Möglicherweise kennen Sie Stimmungsschwankungen, wenn plötzlich eine Emotion vom Hoch ins Tief fällt. Unbewusste oder bewusste Auslöser können zum Beispiel einen selbstunsicheren, ängstlichen oder auch wütenden Ego-State aktivieren, der sich nicht mehr kontrollieren lässt. Oder Sie sind immerzu unentschlossen, können schwer Entscheidungen treffen, weil Sie nicht wissen, was richtig oder falsch ist. Vielleicht spüren Sie zwei Seiten; die eine sagt ja, die andere nein. Hin- und hergerissen oder gar innerlich zerrissen. Manchmal höre ich in meiner Praxis den Satz: "Ich hasse mich, wenn ich so bin." Das sind typische Anzeichen für Ego-States, die miteinander im Konflikt sind; sie stören die innere Ruhe. Klassische Symptome sind:


    • Rastlosigkeit

    • Sich getrieben fühlen 

    • Innere Unruhe bis zur Nervosität

    • Unzufriedenheit

    • Negative Gefühle

    • Innere Anspannung

    • Körperliche Symptome

    • Ängste, Depressionen u. v. m..



Ziel der Ego-State-Therapie:


Kennenlernen der Aufgaben und Funktionen der inneren Anteile, damit sie konstruktiv nutzbar eingesetzt werden können. Zum Beispiel, dass Sie sich bei Druck oder Bedrohung abgrenzen und wehren können, oder für emotionale Erfahrungen offen sind. In harmonischer Beziehung zueinander kann sich gegenseitiges Verstehen entwickeln. Die Vorzüge der anderen Ego-States können hilfreich zur Verbesserung der Lebensqualität eingesetzt werden.

 

Das Vorhandensein der anderen Meinungen soll akzeptiert und respektiert werden.
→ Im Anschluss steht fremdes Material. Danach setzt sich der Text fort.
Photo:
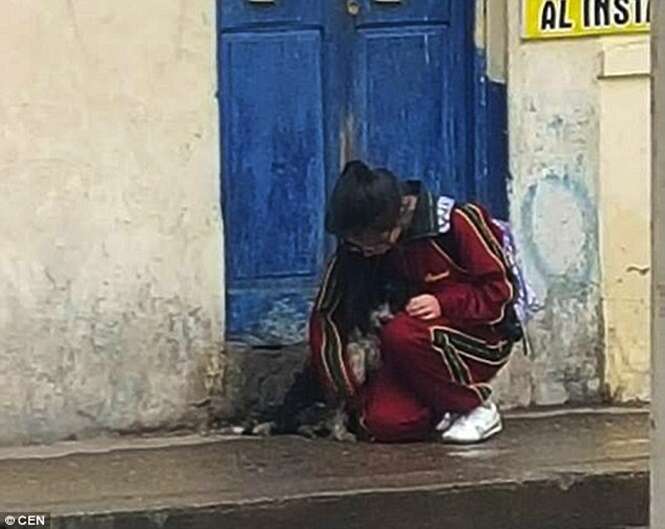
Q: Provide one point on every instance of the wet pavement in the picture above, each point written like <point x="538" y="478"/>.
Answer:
<point x="572" y="471"/>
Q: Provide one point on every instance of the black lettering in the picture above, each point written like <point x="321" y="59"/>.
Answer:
<point x="648" y="11"/>
<point x="564" y="22"/>
<point x="548" y="16"/>
<point x="638" y="12"/>
<point x="587" y="13"/>
<point x="602" y="12"/>
<point x="621" y="12"/>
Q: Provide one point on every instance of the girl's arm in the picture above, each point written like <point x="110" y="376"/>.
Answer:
<point x="484" y="298"/>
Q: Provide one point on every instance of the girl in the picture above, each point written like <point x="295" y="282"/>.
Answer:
<point x="457" y="325"/>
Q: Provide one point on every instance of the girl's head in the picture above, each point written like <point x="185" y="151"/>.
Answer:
<point x="364" y="208"/>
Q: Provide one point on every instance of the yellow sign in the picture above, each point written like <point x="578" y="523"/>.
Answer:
<point x="544" y="19"/>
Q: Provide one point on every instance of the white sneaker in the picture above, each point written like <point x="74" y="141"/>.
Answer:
<point x="481" y="423"/>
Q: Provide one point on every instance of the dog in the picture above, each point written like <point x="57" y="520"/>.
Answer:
<point x="305" y="410"/>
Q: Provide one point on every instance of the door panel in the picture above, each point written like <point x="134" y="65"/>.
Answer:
<point x="305" y="85"/>
<point x="263" y="14"/>
<point x="401" y="102"/>
<point x="402" y="11"/>
<point x="274" y="177"/>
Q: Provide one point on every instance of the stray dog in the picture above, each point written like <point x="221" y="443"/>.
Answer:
<point x="305" y="411"/>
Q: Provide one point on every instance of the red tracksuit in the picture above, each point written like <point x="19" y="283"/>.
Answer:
<point x="430" y="366"/>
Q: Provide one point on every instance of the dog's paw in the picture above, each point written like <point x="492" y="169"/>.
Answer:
<point x="344" y="436"/>
<point x="264" y="429"/>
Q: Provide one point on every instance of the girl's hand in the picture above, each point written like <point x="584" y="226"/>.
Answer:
<point x="425" y="307"/>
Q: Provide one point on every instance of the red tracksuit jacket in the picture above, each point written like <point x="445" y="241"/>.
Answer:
<point x="450" y="251"/>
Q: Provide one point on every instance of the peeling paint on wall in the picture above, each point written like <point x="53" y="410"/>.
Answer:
<point x="111" y="307"/>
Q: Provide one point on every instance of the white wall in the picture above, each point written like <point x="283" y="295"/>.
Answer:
<point x="110" y="262"/>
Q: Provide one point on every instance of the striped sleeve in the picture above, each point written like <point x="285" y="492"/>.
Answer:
<point x="488" y="291"/>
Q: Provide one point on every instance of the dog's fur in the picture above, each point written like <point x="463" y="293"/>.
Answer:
<point x="305" y="410"/>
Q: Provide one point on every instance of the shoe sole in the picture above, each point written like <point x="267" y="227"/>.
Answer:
<point x="495" y="429"/>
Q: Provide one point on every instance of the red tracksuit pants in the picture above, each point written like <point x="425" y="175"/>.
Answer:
<point x="418" y="382"/>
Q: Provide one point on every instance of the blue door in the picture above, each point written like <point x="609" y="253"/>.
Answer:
<point x="306" y="85"/>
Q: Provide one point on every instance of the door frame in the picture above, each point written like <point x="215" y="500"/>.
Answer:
<point x="487" y="136"/>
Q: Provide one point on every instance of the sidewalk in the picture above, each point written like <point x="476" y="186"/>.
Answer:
<point x="586" y="469"/>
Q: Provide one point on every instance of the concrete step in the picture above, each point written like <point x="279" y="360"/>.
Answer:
<point x="581" y="470"/>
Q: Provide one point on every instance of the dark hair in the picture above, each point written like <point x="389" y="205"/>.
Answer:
<point x="363" y="199"/>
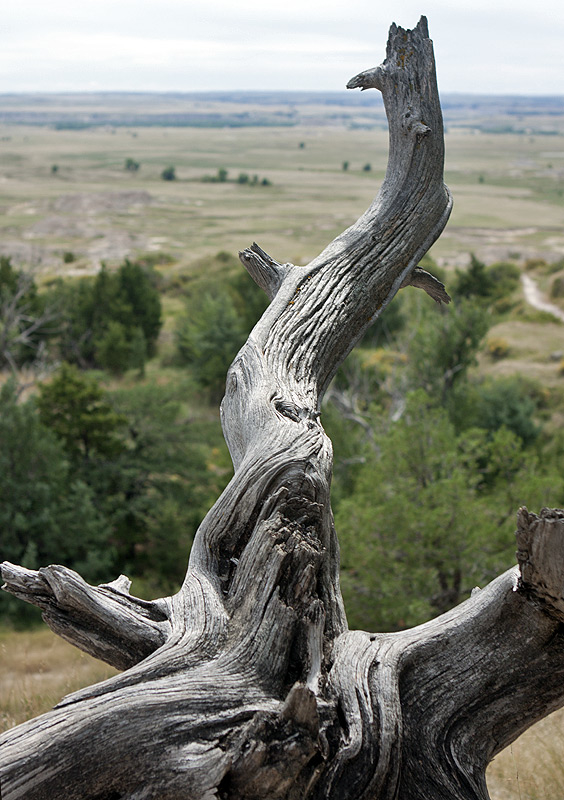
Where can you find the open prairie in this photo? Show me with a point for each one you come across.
(69, 204)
Sich nicht mehr gegenseitig bekämpfen, sondern konstruktiv miteinander wirken sowie sich gegenseitig anzuerkennen, basierend auf beidseitigem Verständnis.

 

Stellen Sie sich vor, in Bezug auf Entscheidungen oder Handlungen ambivalent zu sein. Eine Seite möchte z.B. arbeiten, die andere möchte sich ausruhen. Das führt zu einem inneren Konflikt. Beide Zustände müssen nun lernen miteinander zu kommunizieren, Kompromisse einzugehen und zusammenzuarbeiten statt gegeneinander.

 

Es sollen Ich-Zustände gefunden werden, die Schmerz, Trauma, Wut oder Frustration verbergen. Diesen soll dann geholfen werden, sich davon zu befreien, indem sie Gelegenheit haben, sich auszudrücken und indem sie getröstet, geschützt und gestärkt werden.

 

Ein Ego-State kann niemals verschwinden, jedoch kann er transformiert werden. Das bedeutet, dass ihm neue Aufgaben zugeordnet werden. Wenn ein Anteil, zum Beispiel ein innerer Kritiker, immer wieder auf einen Fehler oder einer Schwäche mit Vorwürfen reagiert, könnte man ihm beibringen, die Vorwürfe durch empathisches Denken und Handeln zu ersetzen. Er würde mit der Zeit begreifen, dass Mitgefühl mehr nutzt als Schuldzuweisungen. Diese korrigierende Erfahrung würde die Möglichkeit bieten, gelassener auf gemachte Fehler zu reagieren.

 

Ein normaler Ego-State ist nicht geschwächt, sondern kann den Alltag gut bewältigen. Er trägt zu einer guten Lebensqualität bei, die sich durch innere Ruhe, Zufriedenheit und Harmonie auszeichnet.

 

Geschwächte und verletzte Anteile beeinträchtigen wegen oben genannter Symptome die Lebensqualität. Diese gilt es in der Therapie zu stärken und zu versorgen.